Categories: Statistics

11 replies »

  1. Maybe the doctors are basing their estimates on the wrong disease.

    “About 40% of the time in hospital deaths in America, across the board, the clinical doctor gets the cause of death flagrantly wrong, or there is a serious mistake in what is listed as the cause of death,” says Dr. George Lundberg, former editor of the Journal of the American Medical Association.
    http://www.cbsnews.com/2100-204_162-326718.html
    More …
    http://www.ideastream.org/news/npr/146355717

  2. I always heed my professor’s advice to be skeptical of anything I see presented on a log-log plot.

  3. To revGDright,

    Be skeptical by all means, but log-log plots are often essential and appropriate. In this case it is needed to show the full range of the data in a clear fashion. A problem would occur if this scatter was fitted to a straight line and one attempted to find significance in the slope. The line drawn just shows the one to one ideal and indicates the imbalance of prediction.

    To Briggs et al.,

    The prediction imbalance occurs because we the patients, or the family of patients, want an answer to an extremely difficult question that the physicians would rather not address. The only meaningful answer in all these cases is soon. It reminds me of the rope skipping rhyme. I’m sure that you know the one. You seem to be taking a macabre turn recently. It is very depressing.

  4. Doctors are being paid to *cure* people. So the thing to worry about is how good they are at curing people. And the prediction to check is how good they are at predicting that a treatment will actually cure the patient.

  5. I recall reading, somewhere, long ago, that the best diagnosticians were “good guessers”. Even at that time, the article noted that every decision down to determining which test(s) to run required a certain amount of luck along with experience and education, and those doctors most willing to follow their hunches had as good or better a result as those who operated by a checklist of elimination. It sounds as though this may still be the case, despite the proliferation of diagnostic tools today.

  6. Interesting although I had to ask what a log log scale was. Part of the problem with prediction of mortality is that doctors need a certain amount of intuitive reasoning. Since most MD’s now are trained as engineers, that is a problem. Engineers would score about zero on an intuitive test. Second, predictions of mortality tend to rob the patient of hope and accelerate their demise. Finally, nobody is born with an expiration date. It is foolish to pretend that we do. Medicine is practice. Looking only at the statistics is way too narrow.
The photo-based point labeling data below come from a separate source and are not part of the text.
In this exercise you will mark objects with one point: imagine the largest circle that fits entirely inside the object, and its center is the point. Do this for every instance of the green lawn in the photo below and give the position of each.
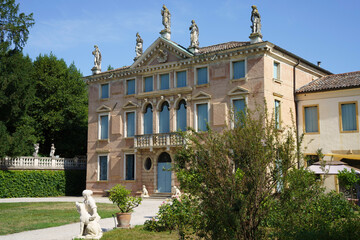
(138, 233)
(19, 217)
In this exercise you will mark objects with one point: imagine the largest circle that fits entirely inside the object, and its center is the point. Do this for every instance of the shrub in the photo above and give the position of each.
(41, 183)
(120, 196)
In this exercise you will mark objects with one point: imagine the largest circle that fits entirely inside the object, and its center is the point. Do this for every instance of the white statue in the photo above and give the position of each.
(177, 192)
(97, 57)
(89, 218)
(145, 193)
(194, 35)
(138, 47)
(256, 21)
(36, 149)
(166, 21)
(52, 150)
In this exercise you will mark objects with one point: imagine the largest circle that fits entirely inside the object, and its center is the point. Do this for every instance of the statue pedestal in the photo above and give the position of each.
(96, 70)
(255, 38)
(193, 49)
(165, 34)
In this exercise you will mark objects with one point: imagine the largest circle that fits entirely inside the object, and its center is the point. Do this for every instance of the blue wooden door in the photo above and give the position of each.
(164, 177)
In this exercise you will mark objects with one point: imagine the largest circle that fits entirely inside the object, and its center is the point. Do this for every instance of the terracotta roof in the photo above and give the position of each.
(221, 46)
(332, 82)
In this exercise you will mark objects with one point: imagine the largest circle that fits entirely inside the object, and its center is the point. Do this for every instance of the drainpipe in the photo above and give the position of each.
(296, 115)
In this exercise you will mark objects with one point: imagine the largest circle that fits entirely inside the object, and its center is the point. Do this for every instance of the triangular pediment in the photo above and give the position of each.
(130, 105)
(103, 108)
(238, 91)
(160, 52)
(201, 96)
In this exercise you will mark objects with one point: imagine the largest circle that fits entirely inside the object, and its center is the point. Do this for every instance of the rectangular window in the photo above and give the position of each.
(130, 87)
(348, 113)
(311, 114)
(104, 91)
(181, 79)
(164, 81)
(202, 75)
(276, 70)
(149, 84)
(130, 124)
(104, 127)
(238, 69)
(103, 168)
(202, 116)
(130, 167)
(277, 114)
(239, 108)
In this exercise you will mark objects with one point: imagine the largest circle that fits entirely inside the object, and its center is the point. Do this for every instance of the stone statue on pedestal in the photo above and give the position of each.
(97, 60)
(36, 149)
(194, 35)
(89, 218)
(138, 47)
(255, 35)
(166, 21)
(52, 150)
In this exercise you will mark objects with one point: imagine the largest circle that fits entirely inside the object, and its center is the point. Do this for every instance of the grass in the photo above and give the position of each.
(19, 217)
(138, 233)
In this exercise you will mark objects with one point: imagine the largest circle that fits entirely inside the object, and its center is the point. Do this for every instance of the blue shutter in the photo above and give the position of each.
(130, 167)
(104, 126)
(348, 117)
(148, 120)
(105, 91)
(311, 119)
(103, 168)
(164, 82)
(148, 84)
(239, 69)
(164, 120)
(276, 70)
(202, 116)
(181, 79)
(181, 117)
(202, 75)
(130, 87)
(130, 124)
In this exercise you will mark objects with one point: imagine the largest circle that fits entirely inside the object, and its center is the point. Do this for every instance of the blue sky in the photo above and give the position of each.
(317, 30)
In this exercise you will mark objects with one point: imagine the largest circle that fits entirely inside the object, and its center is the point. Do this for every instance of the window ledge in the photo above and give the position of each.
(277, 80)
(202, 85)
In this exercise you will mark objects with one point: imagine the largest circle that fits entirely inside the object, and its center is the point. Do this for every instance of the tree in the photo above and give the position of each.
(14, 26)
(234, 174)
(60, 106)
(17, 93)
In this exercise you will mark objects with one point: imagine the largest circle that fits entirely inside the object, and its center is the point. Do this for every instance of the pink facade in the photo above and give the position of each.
(217, 79)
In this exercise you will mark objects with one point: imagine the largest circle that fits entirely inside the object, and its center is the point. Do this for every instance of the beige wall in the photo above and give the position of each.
(330, 138)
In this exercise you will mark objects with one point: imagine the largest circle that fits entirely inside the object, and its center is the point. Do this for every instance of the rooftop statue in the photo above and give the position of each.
(194, 35)
(256, 21)
(97, 57)
(166, 18)
(138, 47)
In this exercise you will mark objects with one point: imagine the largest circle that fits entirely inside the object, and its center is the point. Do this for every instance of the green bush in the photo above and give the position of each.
(120, 196)
(41, 183)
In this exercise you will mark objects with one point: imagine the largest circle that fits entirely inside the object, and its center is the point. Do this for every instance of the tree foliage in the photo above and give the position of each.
(234, 174)
(14, 26)
(60, 106)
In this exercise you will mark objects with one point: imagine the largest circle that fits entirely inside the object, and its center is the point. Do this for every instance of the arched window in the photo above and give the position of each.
(164, 118)
(181, 116)
(148, 120)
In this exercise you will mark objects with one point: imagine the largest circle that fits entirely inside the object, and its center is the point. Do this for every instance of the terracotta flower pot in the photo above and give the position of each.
(123, 220)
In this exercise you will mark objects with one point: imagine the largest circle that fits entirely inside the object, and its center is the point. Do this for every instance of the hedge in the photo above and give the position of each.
(41, 183)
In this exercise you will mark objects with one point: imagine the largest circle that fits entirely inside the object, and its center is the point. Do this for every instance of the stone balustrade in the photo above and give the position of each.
(50, 163)
(158, 140)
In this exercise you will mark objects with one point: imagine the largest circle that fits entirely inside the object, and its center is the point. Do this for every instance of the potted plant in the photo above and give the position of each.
(120, 196)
  7. I remember a paper by another statistician on how upset he was to receive a diagnosis of “three months to live” only to think it through and be much less upset. His thesis went as follows:

    Most of the people diagnosed with his disease were diagnosed at death.
    The doctor based his estimate on previous information.
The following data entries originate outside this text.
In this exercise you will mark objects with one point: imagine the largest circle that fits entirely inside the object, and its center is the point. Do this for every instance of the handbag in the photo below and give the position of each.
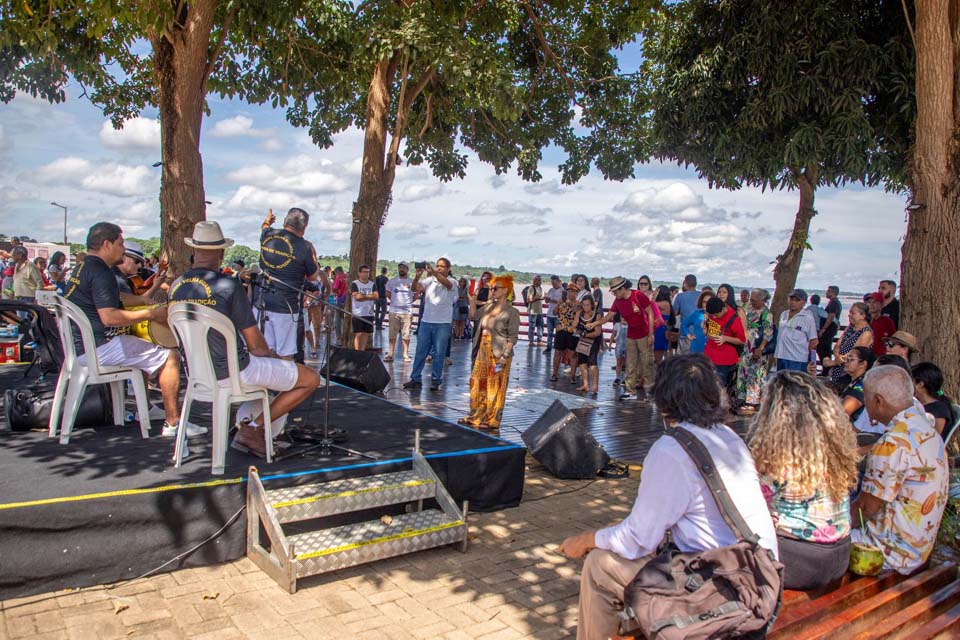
(585, 346)
(717, 593)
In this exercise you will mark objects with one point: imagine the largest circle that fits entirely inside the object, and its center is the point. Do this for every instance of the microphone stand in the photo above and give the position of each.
(326, 443)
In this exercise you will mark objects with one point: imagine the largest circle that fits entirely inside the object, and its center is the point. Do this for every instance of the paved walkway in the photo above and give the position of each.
(511, 583)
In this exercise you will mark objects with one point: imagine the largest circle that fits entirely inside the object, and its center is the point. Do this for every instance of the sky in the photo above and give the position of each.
(665, 223)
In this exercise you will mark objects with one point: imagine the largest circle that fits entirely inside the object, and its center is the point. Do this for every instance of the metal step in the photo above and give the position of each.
(304, 502)
(350, 545)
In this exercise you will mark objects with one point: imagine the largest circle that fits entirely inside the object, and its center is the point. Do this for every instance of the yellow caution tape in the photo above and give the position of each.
(122, 492)
(391, 538)
(347, 494)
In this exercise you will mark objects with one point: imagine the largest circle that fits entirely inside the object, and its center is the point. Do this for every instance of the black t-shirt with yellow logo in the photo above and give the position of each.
(288, 258)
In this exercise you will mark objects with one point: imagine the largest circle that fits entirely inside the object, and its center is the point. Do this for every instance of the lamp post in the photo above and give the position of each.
(65, 210)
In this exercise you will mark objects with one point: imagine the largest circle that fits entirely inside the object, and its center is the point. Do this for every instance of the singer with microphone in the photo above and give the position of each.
(288, 262)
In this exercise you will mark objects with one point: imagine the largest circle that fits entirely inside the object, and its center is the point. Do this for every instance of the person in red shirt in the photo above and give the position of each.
(636, 311)
(725, 332)
(882, 326)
    Thus, if the the three months was an estimate of time from diagnosis to death, he could expect to live longer than three months, given that he was diagnosed while still alive. Furthermore, all of the people who died of his disease died in the past and with advances in treatments, he could reasonably expect to live longer the previously diagnosed patients.

    By the way, I believe the paper was written some five years after the diagnosis was received.